Capital proposals will add $6000 a year to the cost of an average Auckland mortgage. Photo / Doug Sherring
Proposed changes to increase the amount of capital banks hold could add $6000 a year to the cost of an Auckland mortgage and have a "significant negative impact" on the economy, Westpac bank is warning.
The New Zealand arm of the Australian-owned bank has today made public its submission to the Reserve Bank's proposed capital changes.
Submissions closed last Friday on the RBNZ's proposals which include a near doubling of the minimum common equity banks should hold from 8.5 per cent currently to 16 per cent.
The proposed increase is designed to make banks safer and better designed to handle periods of financial stress by holding enough capital to reduce the probability of a financial crisis in New Zealand to a one in 200-year event.
Westpac's general counsel Mark Weenink said in its submission that it supported the RBNZ's objective of ensuring that New Zealand banks were well capitalised but believed the proposals "go significantly further than is required" and go "well beyond international norms".
"In particular, WNZL considers that the proposals are unnecessarily conservative and, if implemented, will significantly impact the cost and quantity of credit available to New Zealand borrowers."
Westpac said it estimated the increase in capital could up the cost to borrowers by adding more than 100 basis points to the interest rate on a home loan - an increase of around $6k to an average home loan in Auckland.
The calculation assumes a 20 per cent deposit on an average Auckland house costing $1,039,917 with the interest rate on a 30-year mortgage rising from 4 per cent to 5 per cent.
That is in contrast to the central bank's forecasts that its proposals would have a minimal impact on borrowers adding somewhere between 20 and 40 basis points to home loan rates.
Westpac said the proposal to require banks to hold 16 per cent in tier one capital was significantly higher than overseas jurisdictions and given banks hold a buffer the practical effect would be an increase to 18 per cent of risk-weighted assets.
That would see Westpac's capital increase by around $4.5 billion and more than $25 billion across the sector, it said.
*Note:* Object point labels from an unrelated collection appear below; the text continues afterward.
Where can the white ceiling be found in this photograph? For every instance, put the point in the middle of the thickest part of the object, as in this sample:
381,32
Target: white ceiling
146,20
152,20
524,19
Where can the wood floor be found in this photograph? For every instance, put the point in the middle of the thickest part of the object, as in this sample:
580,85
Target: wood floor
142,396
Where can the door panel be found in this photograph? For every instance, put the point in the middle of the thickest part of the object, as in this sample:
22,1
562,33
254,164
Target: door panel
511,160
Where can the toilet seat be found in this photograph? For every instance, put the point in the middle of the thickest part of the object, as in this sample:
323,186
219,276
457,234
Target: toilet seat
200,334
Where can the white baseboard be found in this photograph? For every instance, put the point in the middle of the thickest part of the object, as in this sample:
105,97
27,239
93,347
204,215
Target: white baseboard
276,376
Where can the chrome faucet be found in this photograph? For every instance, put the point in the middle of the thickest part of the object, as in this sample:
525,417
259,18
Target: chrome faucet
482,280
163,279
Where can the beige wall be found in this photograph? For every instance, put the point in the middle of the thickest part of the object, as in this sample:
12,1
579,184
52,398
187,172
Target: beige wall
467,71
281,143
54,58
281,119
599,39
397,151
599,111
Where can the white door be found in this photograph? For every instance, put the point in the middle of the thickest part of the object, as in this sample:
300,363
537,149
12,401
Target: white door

In order to fund growth of 3 per cent over the proposed five year transition period Westpac would need to raise $6.5 billion.
Westpac said the RBNZ was also proposing to increase the risk weightings on New Zealand banks' assets substantially beyond international comparable risk measurements without providing quantitative justification.
"The effect of this proposal would be to increase the cost to borrowers and to place New Zealand's producers at a disadvantage to international competitors."
It also said the central bank's proposals were overly conservative by excluding some forms of capital instruments.
Westpac said the proposals did not adequately consider the adequacy of current minimum capital requirements or assess the probability of a crisis based on the current capital level.
"The RBNZ has not considered whether there is, in fact, a problem with current capitalisation and consequently, has not defined the problem the proposals seek to solve."
It said at the core of the proposals was the requirement on New Zealand banks to increase their common equity tier one capital by $20 billion but the consultation paper did not appear to support that aspect.
Westpac warned the consultation paper did not adequately address the cumulative impact of each element of the proposals and in particular the changes to risk weightings.
"As a result, the cost of the proposal, and the impact on the economy, have been significantly underestimated."
Westpac said it was likely the proposal would have a significant negative impact on the economy with an annual drag of approximately 1.3 per cent of GDP as result of higher borrowing costs and restrained lending capacity resulting from credit rationing.
The bank said the proposals also ignored current bank capital levels in New Zealand relative to international markets.
"A key consequence of the disconnect in capital requirement would be to cause new Zealand producers to be at a material disadvantaged in international markets as a result of higher funding costs and restricted access to credit."
Westpac's warning follows concerns by the New Zealand-owned banks that the proposal would widen the competitive gap between large and small banks rather than reduce it, a submission from four New Zealand-owned banks has warned.
Kiwibank, TSB Bank, The Co-operative Bank and SBS Bank have joined together to submit to the Reserve Bank's proposals and said while they supported in principle the banking industry's submission there were "some matters of specific relevance to the group".
The Reserve Bank received 164 submissions to its proposals and has said it will make its final decision on the new capital rules by the end of November.
It will publicly release all the submissions next month along with its summary.
Implementation of any new rules would start from April 2020 with a transition period of several years.
The Reserve Bank has said it is also in the process of appointing external experts to independently review the analysis and advice underpinning its proposals.